The US State Department's 2022 Report on International Religious Freedom for Cyprus sheds light on various issues concerning religious freedom on the island. The report emphasizes that the government of the Republic of Cyprus is the internationally recognized authority, while Turkey remains the sole country recognizing the "TRNC" (Turkish Cypriot regime in the occupied areas). It highlights the presence of Turkish troops and the UN-patrolled buffer zone, known as the "Green Line," separating the two sides.

The report presents two sections: one focusing on the Republic of Cyprus and the other on the Turkish-occupied areas referred to as the "area administered by Turkish Cypriots." The estimated total population of the island is 1.3 million, with the government-controlled area comprising 918,100 residents.

In the Republic of Cyprus, the government granted limited access to mosques, allowing visitors to enter only six of the designated cultural heritage sites and two other mosques. Restrictions on access to the Hala Sultan Tekke Mosque were also mentioned, although expanded access was granted during Ramadan. Autopsies performed on deceased members of the Jewish community without consent were reported as a violation of religious beliefs.

Efforts to enhance religious freedom and accessibility to religious sites were pursued through various initiatives. The Technical Committee on Cultural Heritage completed the conservation and restoration of Zuhuri Mosque and Orounda Mosque. The restoration of Limassol Grand Mosque was made possible through a generous donation from the Government of Qatar.

Instances of ostracism faced by Greek Orthodox Christians who converted to another religion were reported. Religious leaders participated in the Religious Track of the Cyprus Peace Process (RTCYPP) to advocate for greater religious freedom and facilitate dialogue among different faith communities.

US embassy representatives engaged with government officials, religious leaders, NGOs, and minority religious groups to address issues related to access to religious sites and discrimination. The US Ambassador coordinated actions in support of religious freedom and met with leaders from various religious communities, including the Maronite Church, Orthodox Church, and the Chief Rabbi of Cyprus.

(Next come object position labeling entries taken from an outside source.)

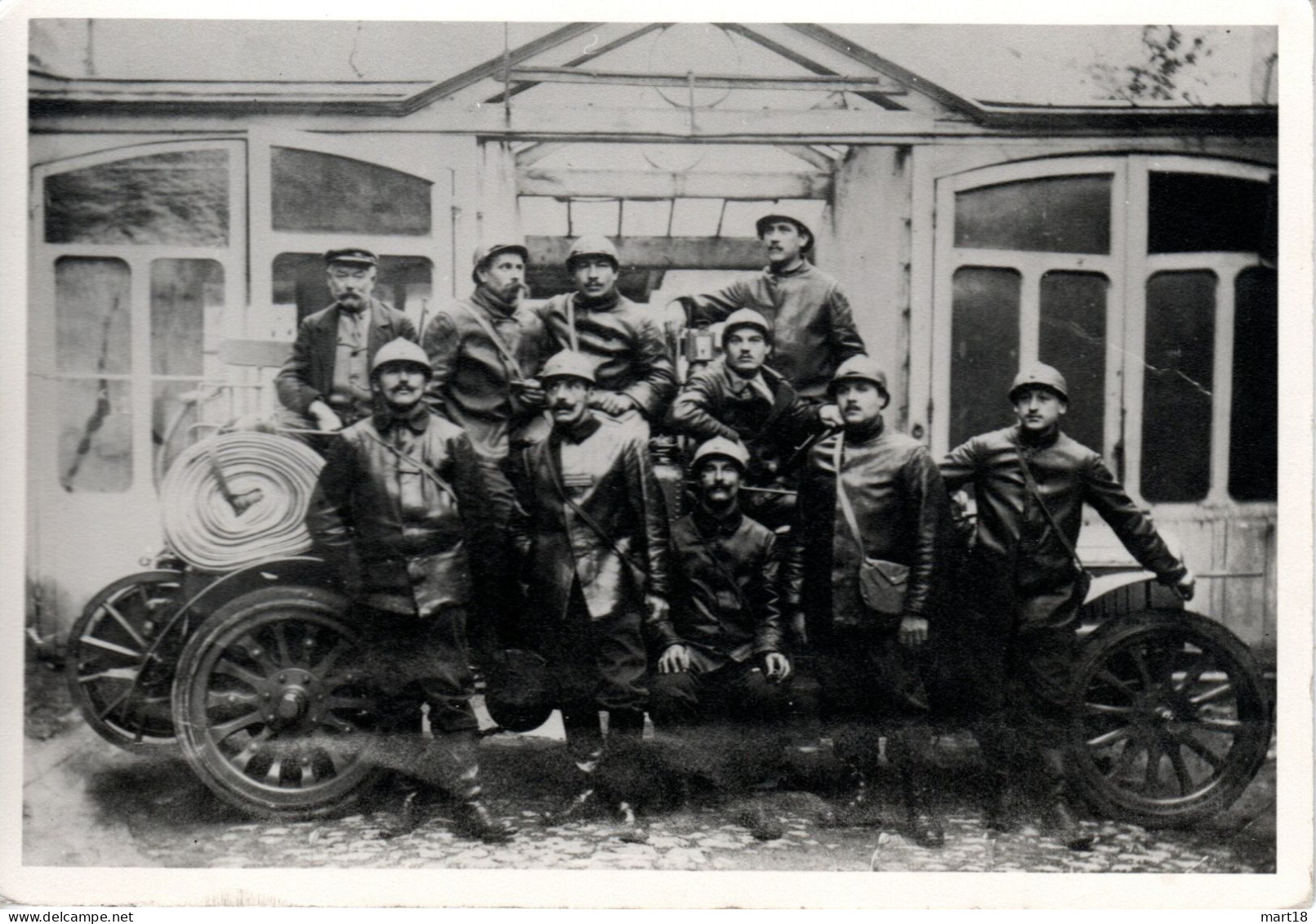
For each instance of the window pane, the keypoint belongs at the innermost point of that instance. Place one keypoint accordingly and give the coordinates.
(402, 282)
(185, 299)
(321, 193)
(1195, 212)
(1253, 424)
(92, 315)
(95, 436)
(1068, 215)
(176, 198)
(984, 349)
(1073, 338)
(1180, 331)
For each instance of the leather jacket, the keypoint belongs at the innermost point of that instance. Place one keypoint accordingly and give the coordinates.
(812, 324)
(307, 375)
(416, 541)
(1014, 536)
(627, 341)
(903, 514)
(609, 477)
(719, 403)
(732, 622)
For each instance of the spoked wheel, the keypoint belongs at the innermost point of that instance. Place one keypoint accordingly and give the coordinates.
(274, 714)
(120, 672)
(1171, 721)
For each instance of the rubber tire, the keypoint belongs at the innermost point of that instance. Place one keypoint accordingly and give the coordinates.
(225, 626)
(118, 734)
(1244, 758)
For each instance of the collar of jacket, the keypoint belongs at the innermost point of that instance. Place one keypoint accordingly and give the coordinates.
(607, 303)
(716, 525)
(866, 433)
(801, 270)
(495, 306)
(416, 419)
(1038, 441)
(578, 432)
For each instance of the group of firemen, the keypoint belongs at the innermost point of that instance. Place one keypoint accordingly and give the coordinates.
(490, 480)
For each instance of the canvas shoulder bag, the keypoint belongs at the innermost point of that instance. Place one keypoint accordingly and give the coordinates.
(882, 583)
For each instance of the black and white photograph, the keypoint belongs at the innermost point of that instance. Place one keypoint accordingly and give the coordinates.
(562, 449)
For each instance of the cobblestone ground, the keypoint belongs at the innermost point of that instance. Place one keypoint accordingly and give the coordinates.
(100, 806)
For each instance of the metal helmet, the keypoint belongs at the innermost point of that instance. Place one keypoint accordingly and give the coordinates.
(761, 226)
(863, 368)
(521, 690)
(400, 350)
(355, 256)
(592, 245)
(568, 364)
(720, 448)
(1042, 377)
(745, 318)
(487, 252)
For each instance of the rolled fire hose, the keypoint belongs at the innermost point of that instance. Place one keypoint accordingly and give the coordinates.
(239, 498)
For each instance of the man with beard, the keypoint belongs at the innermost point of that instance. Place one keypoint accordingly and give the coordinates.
(592, 533)
(633, 372)
(863, 561)
(1019, 631)
(325, 382)
(400, 511)
(811, 323)
(740, 398)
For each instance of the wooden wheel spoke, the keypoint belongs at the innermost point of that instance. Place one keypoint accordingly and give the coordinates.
(224, 730)
(1111, 738)
(128, 627)
(233, 669)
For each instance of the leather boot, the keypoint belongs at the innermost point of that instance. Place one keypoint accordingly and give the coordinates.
(462, 771)
(923, 818)
(1059, 819)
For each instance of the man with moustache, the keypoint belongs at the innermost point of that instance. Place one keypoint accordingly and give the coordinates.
(592, 533)
(740, 398)
(325, 382)
(400, 511)
(870, 498)
(811, 321)
(1019, 623)
(635, 378)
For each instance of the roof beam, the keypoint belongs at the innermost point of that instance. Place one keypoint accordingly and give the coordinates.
(832, 83)
(654, 185)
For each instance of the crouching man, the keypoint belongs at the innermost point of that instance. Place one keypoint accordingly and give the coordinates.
(402, 508)
(1018, 632)
(863, 562)
(592, 531)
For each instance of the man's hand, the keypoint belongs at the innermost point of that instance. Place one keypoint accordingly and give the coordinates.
(1186, 586)
(777, 667)
(531, 392)
(325, 419)
(657, 607)
(913, 631)
(611, 403)
(676, 659)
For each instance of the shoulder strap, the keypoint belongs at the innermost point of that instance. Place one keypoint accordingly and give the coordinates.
(499, 344)
(555, 477)
(1032, 489)
(844, 497)
(407, 457)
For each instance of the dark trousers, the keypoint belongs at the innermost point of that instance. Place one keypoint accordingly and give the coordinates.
(415, 659)
(734, 691)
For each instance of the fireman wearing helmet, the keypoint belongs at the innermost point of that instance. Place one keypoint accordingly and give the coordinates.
(812, 324)
(635, 378)
(1031, 482)
(400, 510)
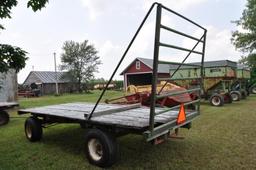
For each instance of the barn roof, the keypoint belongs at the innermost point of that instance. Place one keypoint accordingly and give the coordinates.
(162, 68)
(165, 68)
(45, 77)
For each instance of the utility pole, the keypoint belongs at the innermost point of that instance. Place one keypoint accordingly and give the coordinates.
(56, 76)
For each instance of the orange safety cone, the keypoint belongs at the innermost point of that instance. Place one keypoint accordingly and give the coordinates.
(182, 115)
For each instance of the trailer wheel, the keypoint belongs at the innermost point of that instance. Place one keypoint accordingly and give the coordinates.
(253, 90)
(101, 148)
(4, 117)
(228, 98)
(236, 95)
(243, 94)
(217, 100)
(33, 129)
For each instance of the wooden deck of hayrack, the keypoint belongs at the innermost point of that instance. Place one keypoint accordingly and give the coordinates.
(135, 116)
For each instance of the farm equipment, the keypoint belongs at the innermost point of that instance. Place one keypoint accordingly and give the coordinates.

In the Turkish-occupied areas, the report states that the US does not recognize the "TRNC." The approval of Greek Cypriot religious services was mentioned, although some requests were denied due to specific criteria, unsafe conditions, or inflammatory behavior by Greek Cypriot religious leaders. Turkish-speaking Protestant and Greek Orthodox communities reported surveillance during their activities and worship services.

Societal pressures, discrimination, and workplace challenges were reported for Turkish Cypriots who converted from Islam to other faiths. Engagement and cooperation varied among religious leaders, with the current Mufti of Cyprus displaying less openness compared to his predecessor. The US Ambassador and embassy officials continued engagement with the Mufti's office, the Religious Affairs Department, and other representatives to foster cooperation and advocate for access to religious sites.

Through ongoing dialogue and collaboration, efforts are being made to address religious freedom concerns, promote interfaith cooperation, and ensure equal access to religious sites for all communities in Cyprus.